Monday, February 11, 2008

Curry Goat




2 lbs lean goat meat
1 onion, chopped
1 lime, cut into halves
1 1/2 cups water
1/2 cup chopped tomato
3 tbsp. curry powder
1 tbsp. ground geera(cumin)
2 tsp. ground cloves
2 cloves garlic, minced or finely sliced
1/4 cup fresh Bandhania/Chadon Beni (shadow beni)*
2 bay leaves
1/2 tsp. black pepper, ground
1 tsp. West Indian hot sauce or hot pepper, deseeded and finely chopped
1 tsp. salt



  • Trim and cut meat into 1-inch peices.

  • Thouroughly wash goat with water and juice from the lime.

  • Place in a large bowl, and add tomato, cloves, salt, bandhania/chadon beni, hot sauce or hot pepper, black pepper, garlic and bay leaves. Mix well to distribute seasoning evenly.

  • Let sit for 1 hour.

  • Heat oil on a large pot or karahi and when hot, add curry powder and sauté for ten seconds, then add geera and onion and continue to sauté for 2 minutes, adding a little water if needed, (about 1/4 cup) to prevent the spices from burning.

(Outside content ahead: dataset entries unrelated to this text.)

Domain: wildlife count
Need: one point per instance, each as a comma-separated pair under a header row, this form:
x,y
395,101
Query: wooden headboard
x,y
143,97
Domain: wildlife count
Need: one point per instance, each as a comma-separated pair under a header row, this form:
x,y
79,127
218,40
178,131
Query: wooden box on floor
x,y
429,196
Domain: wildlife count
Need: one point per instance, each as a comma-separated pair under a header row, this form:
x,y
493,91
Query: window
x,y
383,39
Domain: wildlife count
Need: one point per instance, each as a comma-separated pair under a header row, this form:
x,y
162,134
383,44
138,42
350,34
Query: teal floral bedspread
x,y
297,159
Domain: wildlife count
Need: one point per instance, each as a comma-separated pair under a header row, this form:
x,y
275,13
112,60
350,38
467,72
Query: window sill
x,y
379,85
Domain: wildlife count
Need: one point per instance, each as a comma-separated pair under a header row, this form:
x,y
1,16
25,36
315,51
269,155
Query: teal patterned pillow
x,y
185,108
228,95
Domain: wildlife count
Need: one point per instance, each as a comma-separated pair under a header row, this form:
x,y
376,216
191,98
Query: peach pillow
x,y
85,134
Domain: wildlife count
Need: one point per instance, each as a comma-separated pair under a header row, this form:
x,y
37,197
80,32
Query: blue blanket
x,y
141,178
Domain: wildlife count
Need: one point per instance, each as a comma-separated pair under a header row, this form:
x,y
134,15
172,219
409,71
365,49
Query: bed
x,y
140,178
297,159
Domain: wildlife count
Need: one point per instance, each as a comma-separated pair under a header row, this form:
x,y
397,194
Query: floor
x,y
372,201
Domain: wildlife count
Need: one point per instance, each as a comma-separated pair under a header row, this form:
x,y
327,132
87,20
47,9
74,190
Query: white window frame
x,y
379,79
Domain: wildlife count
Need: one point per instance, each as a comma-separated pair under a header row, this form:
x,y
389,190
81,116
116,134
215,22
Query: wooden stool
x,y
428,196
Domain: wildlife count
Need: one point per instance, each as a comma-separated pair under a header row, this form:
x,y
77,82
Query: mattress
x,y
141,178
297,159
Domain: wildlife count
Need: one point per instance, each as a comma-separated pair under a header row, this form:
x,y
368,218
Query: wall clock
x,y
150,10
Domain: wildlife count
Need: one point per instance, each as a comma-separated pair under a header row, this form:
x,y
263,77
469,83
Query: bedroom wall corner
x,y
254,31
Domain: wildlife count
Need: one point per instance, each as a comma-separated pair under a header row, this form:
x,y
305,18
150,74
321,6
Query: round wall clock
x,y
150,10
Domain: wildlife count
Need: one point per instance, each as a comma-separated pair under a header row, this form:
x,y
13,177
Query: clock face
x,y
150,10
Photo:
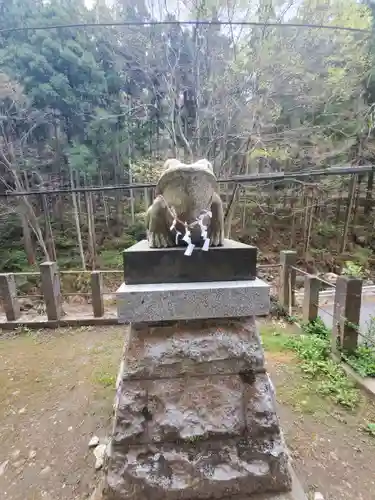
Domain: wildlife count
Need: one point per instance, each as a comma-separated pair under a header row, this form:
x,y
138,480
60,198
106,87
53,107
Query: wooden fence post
x,y
8,294
287,278
310,298
346,314
97,294
50,284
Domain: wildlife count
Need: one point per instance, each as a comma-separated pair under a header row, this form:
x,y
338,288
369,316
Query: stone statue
x,y
187,208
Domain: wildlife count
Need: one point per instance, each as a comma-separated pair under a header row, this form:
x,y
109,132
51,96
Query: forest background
x,y
105,105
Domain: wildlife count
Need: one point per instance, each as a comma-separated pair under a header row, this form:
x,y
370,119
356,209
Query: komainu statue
x,y
187,208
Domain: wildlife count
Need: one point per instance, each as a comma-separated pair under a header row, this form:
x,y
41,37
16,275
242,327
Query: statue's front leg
x,y
158,222
216,228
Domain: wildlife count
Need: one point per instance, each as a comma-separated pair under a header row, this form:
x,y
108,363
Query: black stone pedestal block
x,y
233,261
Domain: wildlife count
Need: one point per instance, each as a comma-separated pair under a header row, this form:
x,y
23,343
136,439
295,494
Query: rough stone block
x,y
234,261
200,471
179,301
260,409
192,348
194,408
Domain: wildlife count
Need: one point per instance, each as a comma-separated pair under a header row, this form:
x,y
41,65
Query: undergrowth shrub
x,y
314,350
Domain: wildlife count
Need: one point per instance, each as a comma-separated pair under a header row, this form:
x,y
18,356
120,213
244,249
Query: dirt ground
x,y
57,388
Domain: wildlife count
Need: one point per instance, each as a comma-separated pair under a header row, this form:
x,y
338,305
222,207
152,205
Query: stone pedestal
x,y
195,412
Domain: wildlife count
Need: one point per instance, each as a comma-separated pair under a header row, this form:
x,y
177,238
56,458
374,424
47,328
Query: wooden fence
x,y
347,301
52,298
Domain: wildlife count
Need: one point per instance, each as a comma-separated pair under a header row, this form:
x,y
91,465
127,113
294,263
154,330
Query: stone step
x,y
201,471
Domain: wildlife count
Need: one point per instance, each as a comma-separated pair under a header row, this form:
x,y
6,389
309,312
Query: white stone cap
x,y
196,300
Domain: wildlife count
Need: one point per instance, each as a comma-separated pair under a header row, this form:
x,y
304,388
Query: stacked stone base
x,y
195,415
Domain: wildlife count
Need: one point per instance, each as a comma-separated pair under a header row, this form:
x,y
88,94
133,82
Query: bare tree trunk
x,y
27,239
353,183
370,186
90,226
105,204
76,220
309,219
231,207
50,243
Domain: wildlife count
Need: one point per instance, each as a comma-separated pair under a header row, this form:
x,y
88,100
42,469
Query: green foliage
x,y
362,360
369,428
353,269
314,351
317,328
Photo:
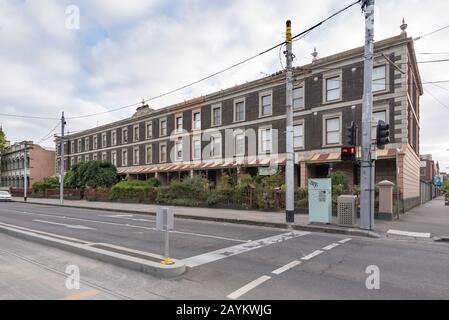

  • Add goat and sauté for 10 minutes.

  • Add water and bring to a boil.

  • Adjust heat to low and cover pot. Cook for 1 1/2 - 2 hours or until goat is tender.

    Serve with dal puri, or coconut rice.

    Serves 6

    *If unavailable, bandhania/chadon beni may be replaced with cilantro.